So what if B&S disagreed? I wasn't making a brief for their viewpoint. Maybe orthodox economists like to quote Adam Smith as if He were a Fount of Truth, but Marxists don't do that kind of stuff these days.

Similarly, I was talking about (my perceptions of) objective reality, not
about the subjective feelings of "Great Men" in the historical process.
Marx & Engels make it pretty clear in the GERMAN IDEOLOGY that it's a
mistake to judge anyone by their own self-description or self-perception alone.

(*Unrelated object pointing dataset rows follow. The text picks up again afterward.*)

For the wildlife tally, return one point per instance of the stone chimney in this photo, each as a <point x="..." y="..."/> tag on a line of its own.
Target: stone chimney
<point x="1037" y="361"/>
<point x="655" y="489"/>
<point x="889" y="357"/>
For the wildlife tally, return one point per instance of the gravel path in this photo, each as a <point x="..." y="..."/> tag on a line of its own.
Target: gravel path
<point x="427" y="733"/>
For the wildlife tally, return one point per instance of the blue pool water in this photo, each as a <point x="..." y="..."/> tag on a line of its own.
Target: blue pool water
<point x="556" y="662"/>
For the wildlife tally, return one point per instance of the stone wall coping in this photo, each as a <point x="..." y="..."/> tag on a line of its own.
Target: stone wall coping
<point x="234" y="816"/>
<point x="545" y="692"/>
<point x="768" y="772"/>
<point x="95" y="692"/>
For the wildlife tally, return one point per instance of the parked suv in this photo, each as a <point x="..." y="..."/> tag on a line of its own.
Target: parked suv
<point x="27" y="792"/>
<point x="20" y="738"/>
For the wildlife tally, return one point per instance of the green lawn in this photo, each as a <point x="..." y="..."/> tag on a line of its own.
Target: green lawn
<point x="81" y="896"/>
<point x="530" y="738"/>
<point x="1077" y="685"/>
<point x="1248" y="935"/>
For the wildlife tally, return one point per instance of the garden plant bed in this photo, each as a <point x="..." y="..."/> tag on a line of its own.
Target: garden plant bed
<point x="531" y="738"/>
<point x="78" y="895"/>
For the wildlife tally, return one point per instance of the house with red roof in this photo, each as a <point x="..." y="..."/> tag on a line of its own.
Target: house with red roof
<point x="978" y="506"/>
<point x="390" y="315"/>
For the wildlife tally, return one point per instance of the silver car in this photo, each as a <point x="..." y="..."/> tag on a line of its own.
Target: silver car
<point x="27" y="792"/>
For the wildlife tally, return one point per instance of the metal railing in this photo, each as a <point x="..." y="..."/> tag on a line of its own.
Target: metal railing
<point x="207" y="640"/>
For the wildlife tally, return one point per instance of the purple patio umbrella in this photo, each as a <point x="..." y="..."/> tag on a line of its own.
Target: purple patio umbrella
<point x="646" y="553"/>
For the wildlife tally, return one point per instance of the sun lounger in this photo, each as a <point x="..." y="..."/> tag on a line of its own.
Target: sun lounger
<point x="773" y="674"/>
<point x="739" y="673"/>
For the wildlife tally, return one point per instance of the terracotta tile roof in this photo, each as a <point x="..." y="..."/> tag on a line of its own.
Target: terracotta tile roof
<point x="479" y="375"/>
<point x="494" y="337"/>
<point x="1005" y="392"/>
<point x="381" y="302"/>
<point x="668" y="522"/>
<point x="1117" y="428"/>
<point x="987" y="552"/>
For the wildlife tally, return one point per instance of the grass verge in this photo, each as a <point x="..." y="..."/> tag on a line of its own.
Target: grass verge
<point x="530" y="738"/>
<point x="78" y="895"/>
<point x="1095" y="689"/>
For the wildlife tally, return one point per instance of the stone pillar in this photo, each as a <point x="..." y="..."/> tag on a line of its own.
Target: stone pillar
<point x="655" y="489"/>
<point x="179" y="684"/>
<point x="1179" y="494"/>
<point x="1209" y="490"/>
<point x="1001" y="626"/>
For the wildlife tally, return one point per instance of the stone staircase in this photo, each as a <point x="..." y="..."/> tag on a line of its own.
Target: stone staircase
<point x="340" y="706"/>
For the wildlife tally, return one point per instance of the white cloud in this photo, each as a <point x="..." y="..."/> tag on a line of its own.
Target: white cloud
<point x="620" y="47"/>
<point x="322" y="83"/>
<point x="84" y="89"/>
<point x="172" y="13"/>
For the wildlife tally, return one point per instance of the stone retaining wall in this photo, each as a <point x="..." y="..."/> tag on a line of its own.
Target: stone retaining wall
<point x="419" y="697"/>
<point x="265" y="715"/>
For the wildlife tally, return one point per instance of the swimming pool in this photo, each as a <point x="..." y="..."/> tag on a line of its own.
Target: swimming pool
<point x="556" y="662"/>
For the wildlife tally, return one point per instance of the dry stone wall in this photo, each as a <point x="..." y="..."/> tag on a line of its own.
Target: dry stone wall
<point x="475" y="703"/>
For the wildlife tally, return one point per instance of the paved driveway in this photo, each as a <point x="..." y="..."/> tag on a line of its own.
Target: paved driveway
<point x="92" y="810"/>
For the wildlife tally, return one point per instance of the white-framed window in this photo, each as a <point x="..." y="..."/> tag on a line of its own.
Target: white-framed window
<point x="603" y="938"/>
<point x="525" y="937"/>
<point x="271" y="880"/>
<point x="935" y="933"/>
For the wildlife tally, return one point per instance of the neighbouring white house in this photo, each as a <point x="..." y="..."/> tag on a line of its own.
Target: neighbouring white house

Mao and Ho Chi Minh did share a lot, e.g., a statist model of economic
development, and did form a temporary alliance. The two revolutions were
both powered by nationalism and by peasant rebellions. The peasant
revolutions encouraged the similarities, while the nationalism encouraged
the conflict (as when China joined the US and the Khmer Rouge in a
coalition against Vietnam).

Brad wrote:
>Baran and Sweezy lie?

Louis writes:
No, they were correct. The world revolution was advancing in the period
from the end of WWII to the Carter presidency. That is the reason the US
launched counter-revolutionary wars all across the planet and put enormous
pressure on the Soviet Union to sell out colonial revolutions...

The problem with this, Louis, is that the "world revolution" was more unified in its opposition to the US and world capitalism than it was unified by conditions in individual countries (at least in the long run). The peasant and anti-colonial rebellions unified the various of the rebellions after World War II. But as the peasantry's power declined and the state bureaucracy's rose, the emphasis was more and more on nationalism and national economic development, so that the basis for the unity of the "world revolution" declined. This didn't mean that the decline of the "socialist bloc" was "inevitable" but it suggests that frictions would get more intense, so that keeping the bloc together would be harder and harder.